Keywords: Graph Autoencoders, Node Embedding, Modularity, Graph Neural Networks, Link Prediction, Community Detection
TL;DR: Our Modularity-Aware (Variational) Graph Autoencoders are well-performing models in the multi-task learning setting of joint community detection and link prediction.
Abstract: Graph autoencoders (GAE) and variational graph autoencoders (VGAE) emerged as powerful methods for link prediction (LP).

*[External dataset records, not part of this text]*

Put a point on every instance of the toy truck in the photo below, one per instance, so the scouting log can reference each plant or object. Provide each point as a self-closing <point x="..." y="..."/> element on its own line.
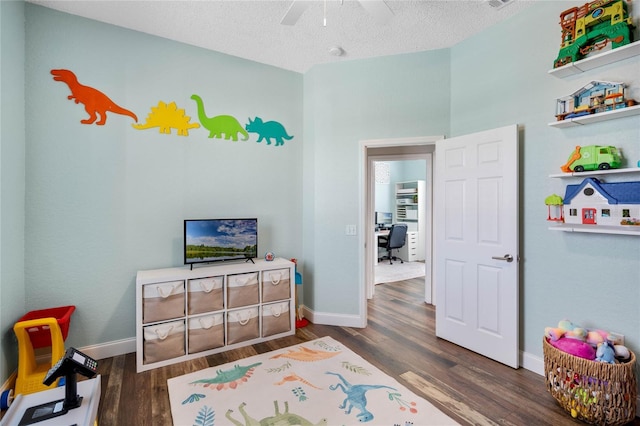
<point x="592" y="157"/>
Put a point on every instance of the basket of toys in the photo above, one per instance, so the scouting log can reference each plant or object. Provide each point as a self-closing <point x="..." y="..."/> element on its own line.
<point x="593" y="391"/>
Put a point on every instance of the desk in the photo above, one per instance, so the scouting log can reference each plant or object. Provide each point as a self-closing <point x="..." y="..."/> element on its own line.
<point x="377" y="235"/>
<point x="85" y="415"/>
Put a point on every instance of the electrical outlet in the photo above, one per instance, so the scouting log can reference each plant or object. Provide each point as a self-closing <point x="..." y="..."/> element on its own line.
<point x="616" y="338"/>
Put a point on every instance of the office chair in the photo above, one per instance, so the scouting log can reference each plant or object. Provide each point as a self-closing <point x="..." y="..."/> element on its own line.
<point x="397" y="238"/>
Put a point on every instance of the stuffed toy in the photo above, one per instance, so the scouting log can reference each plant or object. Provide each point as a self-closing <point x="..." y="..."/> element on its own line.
<point x="575" y="348"/>
<point x="606" y="353"/>
<point x="566" y="329"/>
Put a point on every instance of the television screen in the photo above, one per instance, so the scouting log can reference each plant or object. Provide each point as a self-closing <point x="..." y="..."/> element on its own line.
<point x="215" y="240"/>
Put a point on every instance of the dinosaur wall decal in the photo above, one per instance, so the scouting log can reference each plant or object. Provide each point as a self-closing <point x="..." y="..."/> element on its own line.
<point x="219" y="126"/>
<point x="95" y="102"/>
<point x="168" y="116"/>
<point x="267" y="130"/>
<point x="355" y="397"/>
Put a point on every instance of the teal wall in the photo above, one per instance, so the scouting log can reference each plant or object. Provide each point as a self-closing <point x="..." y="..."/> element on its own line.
<point x="104" y="202"/>
<point x="388" y="97"/>
<point x="12" y="180"/>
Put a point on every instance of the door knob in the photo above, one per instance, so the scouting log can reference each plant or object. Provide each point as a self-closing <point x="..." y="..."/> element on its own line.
<point x="506" y="257"/>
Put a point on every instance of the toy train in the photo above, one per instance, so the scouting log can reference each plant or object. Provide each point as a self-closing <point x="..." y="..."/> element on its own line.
<point x="595" y="97"/>
<point x="592" y="27"/>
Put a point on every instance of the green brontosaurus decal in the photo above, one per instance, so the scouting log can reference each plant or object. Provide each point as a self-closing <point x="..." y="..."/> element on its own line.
<point x="220" y="126"/>
<point x="267" y="130"/>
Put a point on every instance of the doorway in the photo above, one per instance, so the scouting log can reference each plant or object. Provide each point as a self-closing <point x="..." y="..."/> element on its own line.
<point x="394" y="150"/>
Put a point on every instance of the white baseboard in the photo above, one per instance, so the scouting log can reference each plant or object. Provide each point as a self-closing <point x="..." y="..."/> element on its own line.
<point x="532" y="363"/>
<point x="110" y="349"/>
<point x="339" y="320"/>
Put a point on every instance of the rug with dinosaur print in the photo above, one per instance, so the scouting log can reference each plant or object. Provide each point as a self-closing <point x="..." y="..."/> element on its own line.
<point x="320" y="382"/>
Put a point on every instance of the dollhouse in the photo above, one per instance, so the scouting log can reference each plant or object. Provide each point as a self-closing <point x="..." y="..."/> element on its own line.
<point x="593" y="202"/>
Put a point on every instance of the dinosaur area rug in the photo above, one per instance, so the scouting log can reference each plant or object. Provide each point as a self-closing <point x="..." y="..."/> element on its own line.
<point x="320" y="382"/>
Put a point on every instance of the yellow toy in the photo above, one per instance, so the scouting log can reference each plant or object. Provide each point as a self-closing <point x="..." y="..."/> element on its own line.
<point x="30" y="373"/>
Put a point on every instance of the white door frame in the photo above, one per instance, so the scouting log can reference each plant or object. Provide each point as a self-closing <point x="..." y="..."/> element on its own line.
<point x="367" y="208"/>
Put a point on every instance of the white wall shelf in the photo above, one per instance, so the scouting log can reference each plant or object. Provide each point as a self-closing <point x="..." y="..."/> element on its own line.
<point x="596" y="173"/>
<point x="596" y="118"/>
<point x="628" y="51"/>
<point x="598" y="229"/>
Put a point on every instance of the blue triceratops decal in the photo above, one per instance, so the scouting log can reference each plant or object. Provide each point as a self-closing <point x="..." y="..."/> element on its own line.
<point x="267" y="130"/>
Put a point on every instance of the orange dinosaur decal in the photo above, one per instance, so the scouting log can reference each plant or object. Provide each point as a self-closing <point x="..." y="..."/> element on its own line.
<point x="95" y="102"/>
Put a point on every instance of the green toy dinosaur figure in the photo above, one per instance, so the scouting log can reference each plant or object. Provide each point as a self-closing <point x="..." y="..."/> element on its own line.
<point x="221" y="125"/>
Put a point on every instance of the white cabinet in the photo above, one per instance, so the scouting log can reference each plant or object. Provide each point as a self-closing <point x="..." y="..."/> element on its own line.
<point x="409" y="252"/>
<point x="410" y="198"/>
<point x="184" y="313"/>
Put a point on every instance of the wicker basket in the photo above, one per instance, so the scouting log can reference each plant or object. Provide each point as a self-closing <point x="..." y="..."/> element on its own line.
<point x="595" y="392"/>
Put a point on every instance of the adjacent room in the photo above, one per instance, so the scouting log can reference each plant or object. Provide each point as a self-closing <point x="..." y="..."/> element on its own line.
<point x="430" y="202"/>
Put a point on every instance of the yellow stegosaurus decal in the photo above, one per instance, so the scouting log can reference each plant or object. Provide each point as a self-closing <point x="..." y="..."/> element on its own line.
<point x="168" y="116"/>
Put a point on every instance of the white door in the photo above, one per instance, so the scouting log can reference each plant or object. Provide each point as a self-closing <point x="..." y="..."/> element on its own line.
<point x="476" y="242"/>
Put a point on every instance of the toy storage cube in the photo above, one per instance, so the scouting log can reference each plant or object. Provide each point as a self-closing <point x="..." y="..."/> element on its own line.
<point x="242" y="290"/>
<point x="242" y="325"/>
<point x="205" y="295"/>
<point x="162" y="301"/>
<point x="206" y="332"/>
<point x="276" y="285"/>
<point x="275" y="318"/>
<point x="163" y="341"/>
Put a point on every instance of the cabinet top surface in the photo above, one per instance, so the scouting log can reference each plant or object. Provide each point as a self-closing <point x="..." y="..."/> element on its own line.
<point x="223" y="268"/>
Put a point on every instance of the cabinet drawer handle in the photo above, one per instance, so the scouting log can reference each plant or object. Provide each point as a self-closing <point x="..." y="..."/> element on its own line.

Their performances are less impressive on community detection (CD), where they are often outperformed by simpler alternatives such as the Louvain method. It is still unclear to what extent one can improve CD with GAE and VGAE, especially in the absence of node features. It is moreover uncertain whether one could do so while simultaneously preserving good performances on LP in a multi-task setting. In this workshop paper, summarizing results from our journal publication, we show that jointly addressing these two tasks with high accuracy is possible. For this purpose, we introduce a community-preserving message passing scheme, doping our GAE and VGAE encoders by considering both the initial graph and Louvain-based prior communities when computing embedding spaces. Inspired by modularity-based clustering, we further propose novel training and optimization strategies specifically designed for joint LP and CD. We demonstrate the empirical effectiveness of our approach, referred to as Modularity-Aware GAE and VGAE, on various real world graphs.